Une illusion d’optique ? Pour ses quatrièmes Jeux olympiques, Florent Manaudou n’a pas décroché la lune. Il a laissé le trentenaire australien Cameron McEvoy et le Britannique Benjamin Proud, plus jeune d’une poignée de mois, batailler dans un bouillon d’écume pour le titre olympique, le premier distançant le second pour cinq petits centièmes (21”25 contre 21”30). Mais le Français, même resté à distance (21”56), s’est offert en une seule longueur de bassin assez de tranches d’histoire et d’actes de bravoure pour donner à sa médaille de bronze l’éclat d’une victoire.
Jamais, depuis l’entrée du 50 m dans le programme olympique, aux Jeux de Séoul en 1988, un nageur n’avait été quadruple médaillé. Jamais, non plus, un athlète de 33 ans (il est né le 12 novembre 1990) n’était monté sur le podium. Jamais, enfin, un sprinteur ayant mis ses maillots au clou pendant plus de deux ans pour tenter sa chance dans une autre discipline – le handball –, n’avait été capable de décrocher coup sur coup deux médailles olympiques. Florent Manaudou l’a fait, vendredi soir, dans une ligne d’eau extérieure, avec plus de dix mille paires d’yeux fixées sur sa seule silhouette. Très fort. Bluffant.
Au bord du précipice
La veille, une demi-finale mal embouchée l’avait conduit au bord du précipice. Huitième temps des deux courses, dernier qualifié, Florent Manaudou avait été à deux doigts, et même à un seul, de prendre la porte. Plus jeune, l’incident l’aurait secoué. Sa confiance en aurait été fissurée. Mais à son âge, il en faut plus pour l’éprouver. «Une quatrième finale olympique, je ne vais pas cracher dessus. Pour le public, ça va être super», avait-il commenté sans s’interdire de distribuer les sourires.
Sur le plot de départ, en finale, il ose un exercice rarement joué dans une piscine de compétition : un clapping. Le public lui répond dans la seconde. La finale n’a pas encore livré son verdict. Ils sont huit à accrocher leurs regards sur le mur d’en face, huit nageurs à pouvoir en faire leur allié. Mais la course appartient déjà au Français. Cameron McEvoy, le vainqueur, le reconnaîtra plus tard : il n’avait encore jamais connu pareille ambiance. «Du début à la fin, on a vécu un truc assez extraordinaire. Avec Flo qui a excité le public, je ne pense pas avoir vécu une finale qui se rapproche de ça.»

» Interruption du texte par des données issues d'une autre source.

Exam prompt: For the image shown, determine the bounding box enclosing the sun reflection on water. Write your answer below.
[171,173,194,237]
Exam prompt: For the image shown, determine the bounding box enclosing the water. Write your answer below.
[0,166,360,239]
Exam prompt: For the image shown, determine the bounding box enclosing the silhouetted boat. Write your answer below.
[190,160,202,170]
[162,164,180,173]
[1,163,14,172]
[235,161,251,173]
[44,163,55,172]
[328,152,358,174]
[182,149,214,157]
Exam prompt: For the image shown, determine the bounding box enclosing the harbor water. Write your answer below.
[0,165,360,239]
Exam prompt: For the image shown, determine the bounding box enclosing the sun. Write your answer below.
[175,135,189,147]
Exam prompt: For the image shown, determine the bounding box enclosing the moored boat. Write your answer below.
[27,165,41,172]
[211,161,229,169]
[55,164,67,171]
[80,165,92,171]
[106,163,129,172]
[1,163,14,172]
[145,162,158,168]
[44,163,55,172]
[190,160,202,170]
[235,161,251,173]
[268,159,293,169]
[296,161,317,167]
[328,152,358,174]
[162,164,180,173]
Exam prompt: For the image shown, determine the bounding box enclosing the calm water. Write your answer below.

«Je suis un homme de finale»
Sa médaille en bronze, Florent Manaudou rembobine avec patience une course et une soirée dont il n’oubliera rien. «Je suis un homme de finale, dit-il. J’aime bien être prêt au bon moment. Avec ma famille dans les tribunes, je suis trop content d’avoir une médaille. Mes parents ne m’avaient jamais vu aux Jeux. Ma copine, mes amis, je leur ai fait vivre des émotions. Mais cette médaille est aussi pour mon staff. Pendant la course, je ne me suis pas affolé. Quand je touche, je regarde le plot et je vois des lumières allumées. Champion olympique, c’est incroyable, mais 2e ou 3e c’est la même chose.»
L’or en avait fait un frangin digne de son illustre sœur Laure. Une double dose d’argent l’avait invité parmi les plus grands. Avec le bronze, Florent Manaudou referme la boucle. Le voilà éternel.